Questa mossa arriva dopo settimane di tensione, in seguito al caso che ha coinvolto [1] il marchio Tod’s: nell’inchiesta sul gruppo sono emerse accuse che potrebbero configurare consapevolezza nella certificazione delle linee di produzione. Davanti al giudice il management ha dichiarato la volontà di collaborare per la «dignità» dei lavoratori, ma la Procura avverte che la linea può irrigidirsi e tradursi in commissariamenti qualora non vengano cambiati gli assetti degli appalti, come già avvenuto per altre grandi case. Dal marzo 2024, il Tribunale di Milano ha infatti disposto l’amministrazione giudiziaria per Alviero Martini spa, Armani Operation, Manufacture Dior, Valentino Bags Lab e Loro Piana di Lvmh: non risultano formalmente indagate, ma si ritiene [2] abbiano agevolato in modo colposo e inconsapevole lo sfruttamento. Il sistema illegale era emerso in tutta la sua gravità già con il caso della fornitura Crocolux di Trezzano sul Naviglio, dove nel 2023 morì un giovane operaio bengalese.

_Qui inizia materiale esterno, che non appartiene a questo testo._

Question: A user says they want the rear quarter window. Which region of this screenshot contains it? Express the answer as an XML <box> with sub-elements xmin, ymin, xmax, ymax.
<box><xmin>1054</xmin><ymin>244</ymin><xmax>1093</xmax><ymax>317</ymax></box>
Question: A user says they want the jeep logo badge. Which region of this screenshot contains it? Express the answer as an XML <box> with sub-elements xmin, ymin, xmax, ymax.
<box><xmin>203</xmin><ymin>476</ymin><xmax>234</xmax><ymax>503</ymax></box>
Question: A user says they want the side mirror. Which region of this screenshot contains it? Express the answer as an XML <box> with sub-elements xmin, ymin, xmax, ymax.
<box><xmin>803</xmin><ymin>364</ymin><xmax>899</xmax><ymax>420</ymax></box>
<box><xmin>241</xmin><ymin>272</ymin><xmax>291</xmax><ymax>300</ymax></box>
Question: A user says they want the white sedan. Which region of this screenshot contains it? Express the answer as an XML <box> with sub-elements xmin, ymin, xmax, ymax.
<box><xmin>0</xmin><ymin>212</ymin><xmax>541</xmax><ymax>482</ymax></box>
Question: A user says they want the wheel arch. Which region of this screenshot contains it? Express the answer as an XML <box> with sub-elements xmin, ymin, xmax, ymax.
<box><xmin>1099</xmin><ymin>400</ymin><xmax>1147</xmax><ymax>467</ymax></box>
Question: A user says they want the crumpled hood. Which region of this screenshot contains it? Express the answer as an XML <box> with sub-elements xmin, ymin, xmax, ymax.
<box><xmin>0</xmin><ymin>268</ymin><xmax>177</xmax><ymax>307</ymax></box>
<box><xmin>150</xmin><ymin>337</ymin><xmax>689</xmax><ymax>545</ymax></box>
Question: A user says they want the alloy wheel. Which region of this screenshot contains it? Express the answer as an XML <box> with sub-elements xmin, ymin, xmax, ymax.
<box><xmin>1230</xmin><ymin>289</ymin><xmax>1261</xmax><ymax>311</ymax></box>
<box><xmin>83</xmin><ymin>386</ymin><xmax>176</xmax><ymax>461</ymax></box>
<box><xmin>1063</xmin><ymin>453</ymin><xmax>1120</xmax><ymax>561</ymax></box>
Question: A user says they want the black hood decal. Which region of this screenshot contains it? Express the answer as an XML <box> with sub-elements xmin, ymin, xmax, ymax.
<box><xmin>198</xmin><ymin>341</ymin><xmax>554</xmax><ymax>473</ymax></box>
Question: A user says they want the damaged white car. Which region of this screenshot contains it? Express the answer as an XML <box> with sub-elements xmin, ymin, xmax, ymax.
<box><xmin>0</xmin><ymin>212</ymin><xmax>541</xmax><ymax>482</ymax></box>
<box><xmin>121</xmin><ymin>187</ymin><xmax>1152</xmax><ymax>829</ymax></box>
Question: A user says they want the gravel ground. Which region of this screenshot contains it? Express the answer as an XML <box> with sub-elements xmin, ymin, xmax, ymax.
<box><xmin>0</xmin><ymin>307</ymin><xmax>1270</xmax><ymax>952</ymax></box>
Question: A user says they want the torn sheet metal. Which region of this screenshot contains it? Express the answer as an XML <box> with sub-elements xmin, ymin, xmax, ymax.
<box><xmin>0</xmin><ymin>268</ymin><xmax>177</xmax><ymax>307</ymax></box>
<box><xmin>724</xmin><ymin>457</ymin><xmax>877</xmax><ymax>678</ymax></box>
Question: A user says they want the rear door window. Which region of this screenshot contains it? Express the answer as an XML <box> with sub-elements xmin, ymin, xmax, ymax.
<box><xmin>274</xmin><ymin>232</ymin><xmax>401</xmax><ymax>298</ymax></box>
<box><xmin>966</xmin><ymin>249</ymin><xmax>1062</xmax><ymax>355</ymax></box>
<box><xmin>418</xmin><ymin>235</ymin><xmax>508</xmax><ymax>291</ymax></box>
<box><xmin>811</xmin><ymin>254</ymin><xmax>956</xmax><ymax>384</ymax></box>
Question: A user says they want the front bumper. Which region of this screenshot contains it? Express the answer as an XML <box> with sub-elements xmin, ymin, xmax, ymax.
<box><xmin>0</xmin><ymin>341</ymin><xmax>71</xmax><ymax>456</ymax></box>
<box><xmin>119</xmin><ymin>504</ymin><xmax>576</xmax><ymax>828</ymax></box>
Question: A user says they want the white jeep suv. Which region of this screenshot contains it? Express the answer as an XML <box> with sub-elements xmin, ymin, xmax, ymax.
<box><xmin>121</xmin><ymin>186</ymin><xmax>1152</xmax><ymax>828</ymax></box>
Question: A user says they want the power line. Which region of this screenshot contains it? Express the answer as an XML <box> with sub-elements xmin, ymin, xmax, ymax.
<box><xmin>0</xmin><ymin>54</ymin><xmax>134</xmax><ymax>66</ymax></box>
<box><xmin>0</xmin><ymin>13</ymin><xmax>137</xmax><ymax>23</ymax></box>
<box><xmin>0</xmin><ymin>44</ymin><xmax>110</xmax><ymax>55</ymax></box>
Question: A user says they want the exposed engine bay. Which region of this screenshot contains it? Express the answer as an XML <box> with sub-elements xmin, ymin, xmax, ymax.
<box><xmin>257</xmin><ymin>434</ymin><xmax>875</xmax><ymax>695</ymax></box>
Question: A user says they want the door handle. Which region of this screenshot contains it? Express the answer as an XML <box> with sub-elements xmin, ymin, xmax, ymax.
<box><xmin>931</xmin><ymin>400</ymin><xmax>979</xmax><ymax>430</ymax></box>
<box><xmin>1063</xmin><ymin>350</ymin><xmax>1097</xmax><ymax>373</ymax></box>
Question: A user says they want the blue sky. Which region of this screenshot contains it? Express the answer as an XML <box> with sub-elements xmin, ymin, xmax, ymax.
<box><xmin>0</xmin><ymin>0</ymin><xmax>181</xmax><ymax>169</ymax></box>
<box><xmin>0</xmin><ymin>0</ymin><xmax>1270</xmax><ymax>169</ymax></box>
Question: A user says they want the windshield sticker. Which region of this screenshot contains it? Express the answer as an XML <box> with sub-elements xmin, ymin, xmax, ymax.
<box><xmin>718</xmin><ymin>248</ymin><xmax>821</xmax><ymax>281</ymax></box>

Le indagini mostrano un modello trasversale, con filiere ramificate e fino a sette livelli di subappalto, dove il cuore del profitto illegale è la compressione estrema di costi e diritti. Il cosiddetto “metodo Storari”, molto discusso in ambito giuridico, segna un’inversione di prospettiva: per la prima volta si risale in modo sistematico alla committenza finale, cercando di attribuire responsabilità lungo l’intera catena di produzione. L’azione della Procura meneghina è infatti volta a riportare al centro della responsabilità non solo le piccole officine abusive, ma l’intero sistema del lusso che da esse trae beneficio, con ricarichi che dagli atti risultano poter raggiungere anche il 10.000%.